For the first time since his firing, former FBI director James Comey sat down for a televised interview on his time as director, handling of various cases, and interactions with the president, ABC reports. Read the transcript of the interview, or the Times’ annotated transcript

ICYMI: Last Weekend on Lawfare

Quinta Jurecic shared the transcript of the president’s remarks Friday evening on U.S. airstrikes in Syria.

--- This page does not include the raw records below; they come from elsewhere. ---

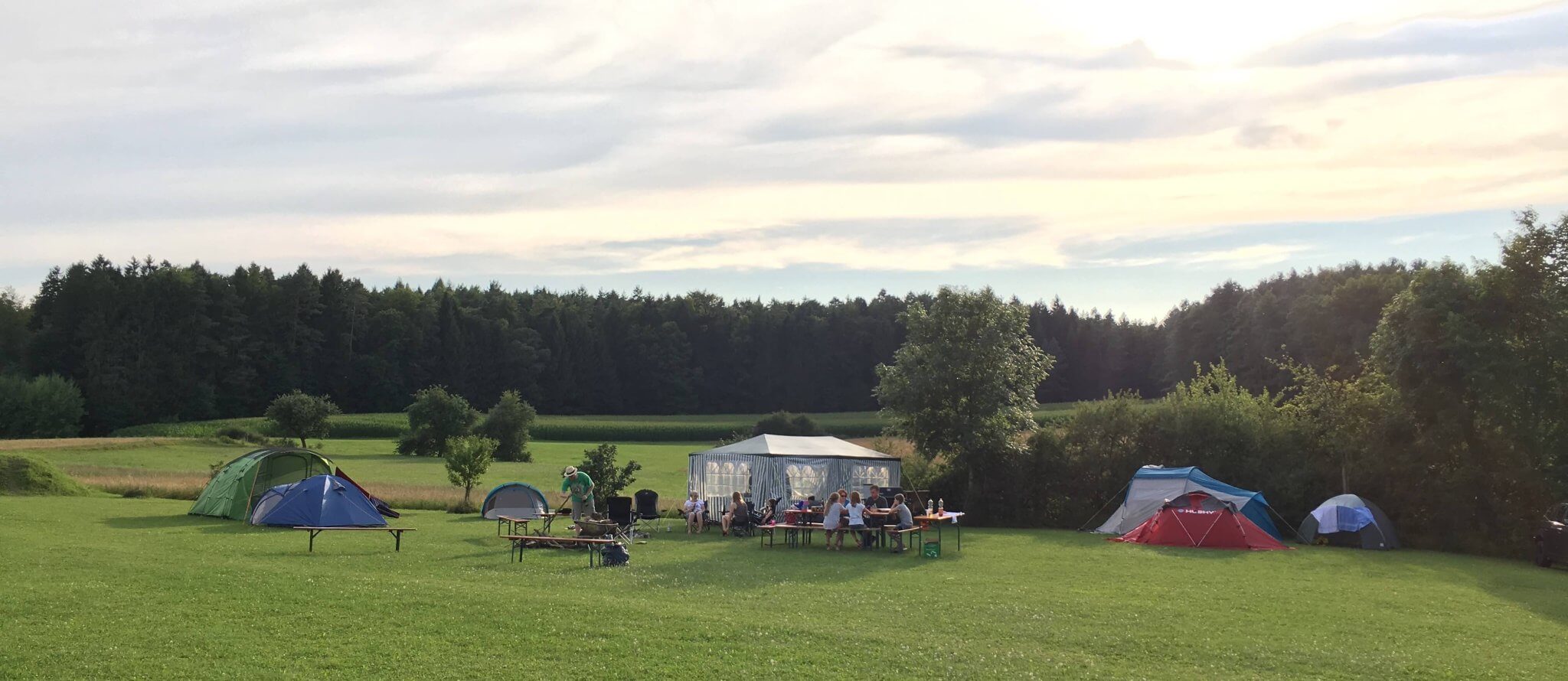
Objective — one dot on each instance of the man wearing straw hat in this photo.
(580, 489)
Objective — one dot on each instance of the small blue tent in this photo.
(322, 501)
(1349, 520)
(518, 500)
(1153, 486)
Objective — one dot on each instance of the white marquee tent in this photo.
(788, 467)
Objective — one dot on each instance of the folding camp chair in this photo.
(619, 513)
(648, 509)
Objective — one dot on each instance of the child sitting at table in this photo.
(905, 522)
(857, 511)
(694, 511)
(833, 523)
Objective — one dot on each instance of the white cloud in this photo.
(658, 138)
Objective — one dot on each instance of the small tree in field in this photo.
(433, 420)
(607, 480)
(300, 415)
(508, 423)
(468, 459)
(963, 383)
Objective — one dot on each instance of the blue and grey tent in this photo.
(322, 501)
(1349, 520)
(1153, 486)
(516, 500)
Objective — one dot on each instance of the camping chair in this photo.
(648, 509)
(619, 511)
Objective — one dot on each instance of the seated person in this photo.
(905, 520)
(857, 513)
(694, 509)
(833, 522)
(874, 503)
(737, 509)
(877, 500)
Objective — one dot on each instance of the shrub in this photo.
(508, 423)
(436, 419)
(30, 477)
(300, 415)
(785, 423)
(607, 480)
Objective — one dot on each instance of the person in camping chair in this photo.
(579, 487)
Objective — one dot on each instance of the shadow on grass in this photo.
(712, 564)
(167, 522)
(1540, 591)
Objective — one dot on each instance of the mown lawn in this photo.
(116, 588)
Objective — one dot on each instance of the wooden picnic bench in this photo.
(397, 533)
(510, 522)
(593, 543)
(792, 533)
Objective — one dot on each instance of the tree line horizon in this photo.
(158, 342)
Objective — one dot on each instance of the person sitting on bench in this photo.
(737, 509)
(697, 520)
(905, 522)
(833, 523)
(857, 513)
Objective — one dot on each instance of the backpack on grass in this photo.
(616, 555)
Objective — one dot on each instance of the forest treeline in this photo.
(157, 342)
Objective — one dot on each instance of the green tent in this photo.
(234, 490)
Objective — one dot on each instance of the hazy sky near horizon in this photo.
(1122, 155)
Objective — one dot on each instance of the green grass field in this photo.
(686, 428)
(134, 588)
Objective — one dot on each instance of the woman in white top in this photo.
(695, 519)
(857, 511)
(833, 522)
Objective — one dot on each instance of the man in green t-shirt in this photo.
(579, 487)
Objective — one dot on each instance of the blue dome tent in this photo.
(1349, 520)
(1153, 486)
(518, 500)
(322, 501)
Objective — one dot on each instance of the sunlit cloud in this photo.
(552, 142)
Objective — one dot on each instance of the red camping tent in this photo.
(1201, 522)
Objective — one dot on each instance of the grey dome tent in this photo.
(1349, 520)
(518, 500)
(788, 467)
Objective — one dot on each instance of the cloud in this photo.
(576, 140)
(1534, 33)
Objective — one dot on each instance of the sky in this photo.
(1120, 155)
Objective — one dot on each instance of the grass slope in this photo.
(160, 594)
(682, 428)
(24, 474)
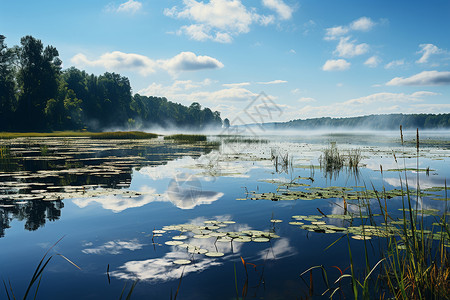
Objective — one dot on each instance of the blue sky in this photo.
(311, 58)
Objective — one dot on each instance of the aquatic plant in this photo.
(96, 135)
(124, 135)
(37, 275)
(414, 264)
(281, 162)
(186, 137)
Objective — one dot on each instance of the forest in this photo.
(36, 94)
(379, 122)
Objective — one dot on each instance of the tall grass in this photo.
(422, 269)
(36, 279)
(412, 263)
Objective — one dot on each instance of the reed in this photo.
(86, 134)
(412, 263)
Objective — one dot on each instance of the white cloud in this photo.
(130, 6)
(334, 32)
(362, 24)
(281, 8)
(372, 61)
(347, 48)
(423, 78)
(197, 32)
(427, 50)
(280, 249)
(114, 247)
(116, 60)
(394, 63)
(390, 98)
(116, 203)
(278, 81)
(306, 100)
(240, 84)
(217, 16)
(188, 61)
(378, 103)
(220, 20)
(336, 65)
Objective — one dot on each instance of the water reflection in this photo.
(34, 213)
(39, 172)
(164, 268)
(113, 247)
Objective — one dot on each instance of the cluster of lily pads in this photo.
(366, 232)
(211, 229)
(290, 191)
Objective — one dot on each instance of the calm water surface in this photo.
(106, 199)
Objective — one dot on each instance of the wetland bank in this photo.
(231, 217)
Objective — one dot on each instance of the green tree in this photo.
(38, 82)
(7, 84)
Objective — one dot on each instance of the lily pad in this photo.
(182, 262)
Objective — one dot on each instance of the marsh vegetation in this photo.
(252, 219)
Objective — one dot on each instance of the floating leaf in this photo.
(214, 254)
(173, 243)
(182, 262)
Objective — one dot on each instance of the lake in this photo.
(234, 217)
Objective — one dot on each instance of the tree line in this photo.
(37, 95)
(380, 122)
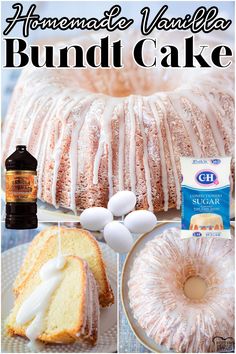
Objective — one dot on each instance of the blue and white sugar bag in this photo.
(205, 197)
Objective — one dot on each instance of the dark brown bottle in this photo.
(21, 190)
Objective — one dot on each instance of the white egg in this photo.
(122, 203)
(140, 221)
(94, 219)
(118, 237)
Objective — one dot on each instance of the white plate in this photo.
(107, 342)
(137, 247)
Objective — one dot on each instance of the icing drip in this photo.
(35, 306)
(121, 149)
(132, 146)
(73, 153)
(172, 155)
(145, 157)
(105, 142)
(175, 101)
(162, 157)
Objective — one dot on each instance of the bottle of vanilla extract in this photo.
(21, 190)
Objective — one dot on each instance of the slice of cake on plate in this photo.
(72, 311)
(75, 242)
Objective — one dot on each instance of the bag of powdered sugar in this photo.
(205, 197)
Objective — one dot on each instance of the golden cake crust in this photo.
(43, 240)
(65, 336)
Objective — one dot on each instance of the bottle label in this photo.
(21, 186)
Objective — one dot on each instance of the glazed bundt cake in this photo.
(97, 131)
(73, 310)
(161, 302)
(74, 242)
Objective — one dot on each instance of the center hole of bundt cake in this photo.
(195, 288)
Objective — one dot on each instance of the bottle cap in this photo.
(19, 141)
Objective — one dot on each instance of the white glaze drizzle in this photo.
(164, 174)
(210, 112)
(158, 302)
(172, 155)
(73, 153)
(105, 141)
(121, 148)
(145, 157)
(175, 101)
(35, 306)
(132, 145)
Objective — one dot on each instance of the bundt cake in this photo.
(76, 242)
(72, 313)
(159, 294)
(97, 131)
(206, 222)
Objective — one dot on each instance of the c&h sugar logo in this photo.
(206, 178)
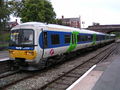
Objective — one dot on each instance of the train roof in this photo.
(57, 27)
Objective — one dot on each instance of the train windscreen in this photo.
(22, 37)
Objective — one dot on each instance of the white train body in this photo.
(34, 42)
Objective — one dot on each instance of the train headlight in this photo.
(11, 52)
(30, 53)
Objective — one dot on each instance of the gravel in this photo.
(41, 79)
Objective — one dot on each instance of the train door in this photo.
(73, 41)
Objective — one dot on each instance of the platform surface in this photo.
(4, 55)
(105, 76)
(110, 79)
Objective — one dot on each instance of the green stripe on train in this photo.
(73, 41)
(94, 39)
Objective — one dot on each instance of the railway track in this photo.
(16, 77)
(64, 81)
(5, 66)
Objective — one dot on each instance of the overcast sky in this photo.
(99, 11)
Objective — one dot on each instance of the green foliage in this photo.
(4, 14)
(34, 10)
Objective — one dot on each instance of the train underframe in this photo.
(20, 63)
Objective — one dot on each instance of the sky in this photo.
(104, 12)
(98, 11)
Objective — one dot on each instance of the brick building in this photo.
(72, 22)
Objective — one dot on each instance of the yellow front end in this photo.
(26, 54)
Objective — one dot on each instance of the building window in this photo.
(55, 39)
(67, 39)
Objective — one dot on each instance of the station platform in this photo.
(4, 55)
(104, 76)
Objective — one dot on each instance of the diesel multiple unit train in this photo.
(34, 44)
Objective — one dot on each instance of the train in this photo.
(34, 45)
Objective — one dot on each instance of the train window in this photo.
(45, 40)
(55, 39)
(67, 39)
(83, 38)
(79, 38)
(89, 38)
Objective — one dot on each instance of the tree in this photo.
(4, 14)
(34, 10)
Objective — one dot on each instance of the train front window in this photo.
(22, 37)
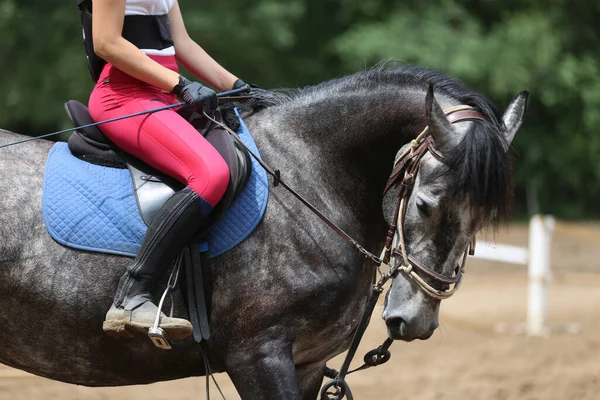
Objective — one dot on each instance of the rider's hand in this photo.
(195, 94)
(239, 84)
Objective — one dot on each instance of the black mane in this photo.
(479, 165)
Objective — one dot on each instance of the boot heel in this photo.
(160, 338)
(117, 329)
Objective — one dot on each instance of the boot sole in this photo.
(127, 330)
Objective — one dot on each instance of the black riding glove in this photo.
(195, 94)
(239, 84)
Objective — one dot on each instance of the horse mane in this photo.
(479, 165)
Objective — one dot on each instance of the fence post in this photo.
(540, 238)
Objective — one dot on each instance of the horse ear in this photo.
(439, 126)
(513, 116)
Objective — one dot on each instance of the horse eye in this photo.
(423, 207)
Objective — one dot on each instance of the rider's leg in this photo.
(168, 143)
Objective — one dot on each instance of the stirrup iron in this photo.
(157, 335)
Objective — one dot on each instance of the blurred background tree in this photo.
(495, 47)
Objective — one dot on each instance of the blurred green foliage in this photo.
(496, 47)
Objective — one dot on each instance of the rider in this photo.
(139, 43)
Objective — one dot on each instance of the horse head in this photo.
(454, 180)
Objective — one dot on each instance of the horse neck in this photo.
(347, 142)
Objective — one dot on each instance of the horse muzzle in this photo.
(400, 329)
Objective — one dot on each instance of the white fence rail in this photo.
(537, 256)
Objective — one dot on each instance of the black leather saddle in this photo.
(152, 188)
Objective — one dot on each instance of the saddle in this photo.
(152, 188)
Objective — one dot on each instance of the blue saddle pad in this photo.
(93, 208)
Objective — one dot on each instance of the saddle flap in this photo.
(90, 144)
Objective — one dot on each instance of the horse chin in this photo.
(398, 335)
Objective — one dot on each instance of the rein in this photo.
(405, 165)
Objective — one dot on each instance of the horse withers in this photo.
(288, 298)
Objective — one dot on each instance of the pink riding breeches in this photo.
(164, 139)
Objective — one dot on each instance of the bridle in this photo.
(406, 166)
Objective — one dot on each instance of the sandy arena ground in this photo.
(467, 358)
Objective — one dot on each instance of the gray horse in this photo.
(290, 296)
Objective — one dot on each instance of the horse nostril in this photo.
(394, 322)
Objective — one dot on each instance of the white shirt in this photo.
(151, 7)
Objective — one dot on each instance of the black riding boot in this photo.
(172, 228)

Evelyn Douek suggested that Facebook CEO Mark Zuckerberg’s faith in the ability of artificial intelligence to regulate online hate speech is unwarranted.

Jack Goldsmith and Oona Hathaway argued that there is no domestic or international legal authority for the U.S. airstrikes in Syria. 

Sabrina McCubbin summarized the report issued by the Justice Department’s Office of the Inspector General on the allegations against former deputy FBI director Andrew McCabe and the response by McCabe’s attorney.

John Bellinger supplemented the points made by Goldsmith and Hathaway with several of his own thoughts on the lack of legal basis, particularly the lack of basis in international law, for the Trump administration’s strikes on Syria.

Stewart Baker argued that the inspector general disgraced Andrew McCabe not primarily because of the mistakes he made but rather because the FBI and the Justice Department became the subjects of intense partisan scrutiny and ire.

Ariane Tabatabai explained the reasons for Iran’s support for the Syrian regime and the strategic and economic gains Tehran has reaped.